CREATE DATABASE <database_name>;
Recreate Table Definitions:

Copy table definitions from the replica node. The metadata files for tables are located in /var/lib/clickhouse/metadata/<database_name>/ on the replica.

Transfer these .sql files to the same directory on the main node and ensure proper permissions:

chown clickhouse:clickhouse <table>.sql
chmod 0640 <table>.sql

Force Data Restoration:

If data exists on the replica but not on the main node, force ClickHouse to restore missing parts by adding a flag:

sudo -u clickhouse touch /var/lib/clickhouse/flags/force_restore_data

Restart ClickHouse after setting this flag:

service clickhouse-server restart

Verify Replication:

Check that replication is functioning correctly by querying system.replication_queue on both nodes.

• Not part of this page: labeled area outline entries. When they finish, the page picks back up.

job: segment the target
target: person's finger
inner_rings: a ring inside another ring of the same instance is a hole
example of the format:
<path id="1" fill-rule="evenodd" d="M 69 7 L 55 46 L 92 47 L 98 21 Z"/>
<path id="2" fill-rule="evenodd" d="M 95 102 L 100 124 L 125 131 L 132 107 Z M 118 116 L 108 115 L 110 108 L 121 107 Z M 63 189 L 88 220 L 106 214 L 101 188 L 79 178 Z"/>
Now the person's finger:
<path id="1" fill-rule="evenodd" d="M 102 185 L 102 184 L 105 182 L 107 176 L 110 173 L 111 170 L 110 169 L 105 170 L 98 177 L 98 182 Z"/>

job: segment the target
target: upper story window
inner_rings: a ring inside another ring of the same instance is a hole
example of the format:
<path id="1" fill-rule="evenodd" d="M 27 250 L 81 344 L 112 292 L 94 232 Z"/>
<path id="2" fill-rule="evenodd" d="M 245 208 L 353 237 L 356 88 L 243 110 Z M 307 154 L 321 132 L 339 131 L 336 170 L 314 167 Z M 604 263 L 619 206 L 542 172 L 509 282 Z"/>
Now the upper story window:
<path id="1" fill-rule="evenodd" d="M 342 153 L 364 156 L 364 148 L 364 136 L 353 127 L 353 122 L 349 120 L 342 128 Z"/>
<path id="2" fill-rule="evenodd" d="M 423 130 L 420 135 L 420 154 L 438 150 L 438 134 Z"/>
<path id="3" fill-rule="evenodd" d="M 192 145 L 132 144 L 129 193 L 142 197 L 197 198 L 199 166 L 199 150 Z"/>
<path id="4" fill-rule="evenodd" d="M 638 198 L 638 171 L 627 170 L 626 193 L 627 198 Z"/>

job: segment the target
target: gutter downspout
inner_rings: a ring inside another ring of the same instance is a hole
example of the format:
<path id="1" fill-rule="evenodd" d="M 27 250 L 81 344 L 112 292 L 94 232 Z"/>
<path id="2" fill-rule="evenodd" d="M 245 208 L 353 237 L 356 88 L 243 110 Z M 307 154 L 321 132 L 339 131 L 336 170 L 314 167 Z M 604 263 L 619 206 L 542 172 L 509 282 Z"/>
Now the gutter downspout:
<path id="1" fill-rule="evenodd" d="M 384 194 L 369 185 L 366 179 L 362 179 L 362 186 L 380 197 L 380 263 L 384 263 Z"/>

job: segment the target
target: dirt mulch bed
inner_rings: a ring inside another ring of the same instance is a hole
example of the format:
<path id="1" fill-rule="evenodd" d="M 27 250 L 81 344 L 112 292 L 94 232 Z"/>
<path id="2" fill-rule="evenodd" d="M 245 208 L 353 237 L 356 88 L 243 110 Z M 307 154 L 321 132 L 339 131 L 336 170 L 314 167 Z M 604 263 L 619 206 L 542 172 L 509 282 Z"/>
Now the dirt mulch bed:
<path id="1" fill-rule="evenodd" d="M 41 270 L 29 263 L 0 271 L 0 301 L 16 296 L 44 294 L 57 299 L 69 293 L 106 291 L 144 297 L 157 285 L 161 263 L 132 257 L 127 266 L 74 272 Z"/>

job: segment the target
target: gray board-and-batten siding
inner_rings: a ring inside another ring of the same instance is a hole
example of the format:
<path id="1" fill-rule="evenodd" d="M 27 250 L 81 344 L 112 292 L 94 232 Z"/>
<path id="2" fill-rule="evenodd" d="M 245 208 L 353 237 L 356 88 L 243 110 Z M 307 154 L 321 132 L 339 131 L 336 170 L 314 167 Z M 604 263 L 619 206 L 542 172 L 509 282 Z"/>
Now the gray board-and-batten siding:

Resolve any errors if present.

Manual Data Copy (if Needed):

For non-replicated tables or if replication fails, manually copy data files from /var/lib/clickhouse/data/<database_name>/<table_name>/ on the replica to the same location on the main node.

Restart ClickHouse after copying data files.

Notes

Ensure that both nodes are part of the same Zookeeper or ClickHouse Keeper cluster for proper synchronization.

Use force_restore_data cautiously, as it can overwrite certain configurations.

This process ensures that data is copied and synchronized between nodes effectively.